Friday, February 5, 2021

SERUAN PAPUA MERDEKA WAJIB HUKUM

 Artikel ini ditulis oleh admin sendiri 


ABSTRAK

Papua Merdeka adalah merupakan seruan yang berkewajiban bagi setiap suku bangsa yang datang mendiami dan menikmati hidup di Tanah Papua tanpa membeda-bedakan SARA diantara kita.
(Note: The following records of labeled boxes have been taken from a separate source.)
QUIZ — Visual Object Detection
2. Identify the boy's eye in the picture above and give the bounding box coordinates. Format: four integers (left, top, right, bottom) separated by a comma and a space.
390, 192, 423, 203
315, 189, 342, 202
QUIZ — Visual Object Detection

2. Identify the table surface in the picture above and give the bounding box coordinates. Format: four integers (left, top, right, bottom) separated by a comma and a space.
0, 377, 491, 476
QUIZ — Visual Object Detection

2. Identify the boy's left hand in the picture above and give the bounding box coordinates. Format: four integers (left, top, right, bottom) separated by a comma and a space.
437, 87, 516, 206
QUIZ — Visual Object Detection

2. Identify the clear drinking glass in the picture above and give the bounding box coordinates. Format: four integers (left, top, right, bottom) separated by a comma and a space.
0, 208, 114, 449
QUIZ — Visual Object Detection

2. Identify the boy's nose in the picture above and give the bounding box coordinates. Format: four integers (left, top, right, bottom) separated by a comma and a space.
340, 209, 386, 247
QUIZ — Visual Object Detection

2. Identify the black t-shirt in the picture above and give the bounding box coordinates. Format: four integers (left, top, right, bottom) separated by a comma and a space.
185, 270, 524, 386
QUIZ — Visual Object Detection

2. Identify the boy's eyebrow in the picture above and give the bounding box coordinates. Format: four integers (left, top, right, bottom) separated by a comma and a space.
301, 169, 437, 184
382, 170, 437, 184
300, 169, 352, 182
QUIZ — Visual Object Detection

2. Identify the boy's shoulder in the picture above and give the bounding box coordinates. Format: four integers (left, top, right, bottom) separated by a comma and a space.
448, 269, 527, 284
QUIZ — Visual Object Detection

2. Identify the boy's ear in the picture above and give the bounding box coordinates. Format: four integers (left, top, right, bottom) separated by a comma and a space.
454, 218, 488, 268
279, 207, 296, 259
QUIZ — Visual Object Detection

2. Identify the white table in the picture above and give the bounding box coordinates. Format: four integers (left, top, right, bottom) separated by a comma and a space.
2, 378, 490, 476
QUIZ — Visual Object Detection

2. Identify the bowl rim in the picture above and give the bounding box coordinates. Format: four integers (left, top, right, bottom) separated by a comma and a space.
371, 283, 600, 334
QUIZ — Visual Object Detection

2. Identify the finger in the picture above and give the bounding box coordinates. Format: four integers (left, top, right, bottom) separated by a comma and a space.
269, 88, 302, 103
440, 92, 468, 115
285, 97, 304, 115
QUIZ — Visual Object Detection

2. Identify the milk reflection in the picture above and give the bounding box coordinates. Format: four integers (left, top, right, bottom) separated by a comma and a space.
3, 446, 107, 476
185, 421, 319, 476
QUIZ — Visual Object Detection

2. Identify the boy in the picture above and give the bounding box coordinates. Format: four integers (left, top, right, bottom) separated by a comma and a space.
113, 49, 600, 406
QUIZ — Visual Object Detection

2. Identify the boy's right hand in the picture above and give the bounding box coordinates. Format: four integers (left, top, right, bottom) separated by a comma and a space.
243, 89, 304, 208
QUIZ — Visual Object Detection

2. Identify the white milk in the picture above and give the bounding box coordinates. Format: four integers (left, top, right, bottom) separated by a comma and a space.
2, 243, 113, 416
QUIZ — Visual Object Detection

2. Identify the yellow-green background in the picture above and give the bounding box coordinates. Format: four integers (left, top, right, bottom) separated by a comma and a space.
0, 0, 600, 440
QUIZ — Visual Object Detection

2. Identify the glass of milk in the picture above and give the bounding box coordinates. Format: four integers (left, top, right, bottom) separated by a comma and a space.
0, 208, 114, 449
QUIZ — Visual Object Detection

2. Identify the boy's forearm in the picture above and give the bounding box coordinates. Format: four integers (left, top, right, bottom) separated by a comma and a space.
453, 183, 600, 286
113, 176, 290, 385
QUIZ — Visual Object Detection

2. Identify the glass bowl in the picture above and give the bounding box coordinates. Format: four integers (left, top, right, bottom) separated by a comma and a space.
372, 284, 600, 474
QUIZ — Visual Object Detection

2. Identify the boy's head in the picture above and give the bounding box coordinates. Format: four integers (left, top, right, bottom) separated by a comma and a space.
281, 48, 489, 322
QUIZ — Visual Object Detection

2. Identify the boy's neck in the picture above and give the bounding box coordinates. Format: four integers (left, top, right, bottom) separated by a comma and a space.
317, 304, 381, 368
Papua merdeka diikuti oleh kekuatan suku bangsa dan letak geografis yang didukung oleh kekuatan kepadatan penduduk maupun kekayaan SDA. Perjuangan Papua merdeka bukan lagi hal baru, hanya menuntut untuk adanya pengakuan atas manipulasi ANTEA dan gerakan TERIKORA yang membubarkan kemerdekaan Papua dengan istilah "bubarkan negara boneka buatan Belanda" kata Resim Suharto.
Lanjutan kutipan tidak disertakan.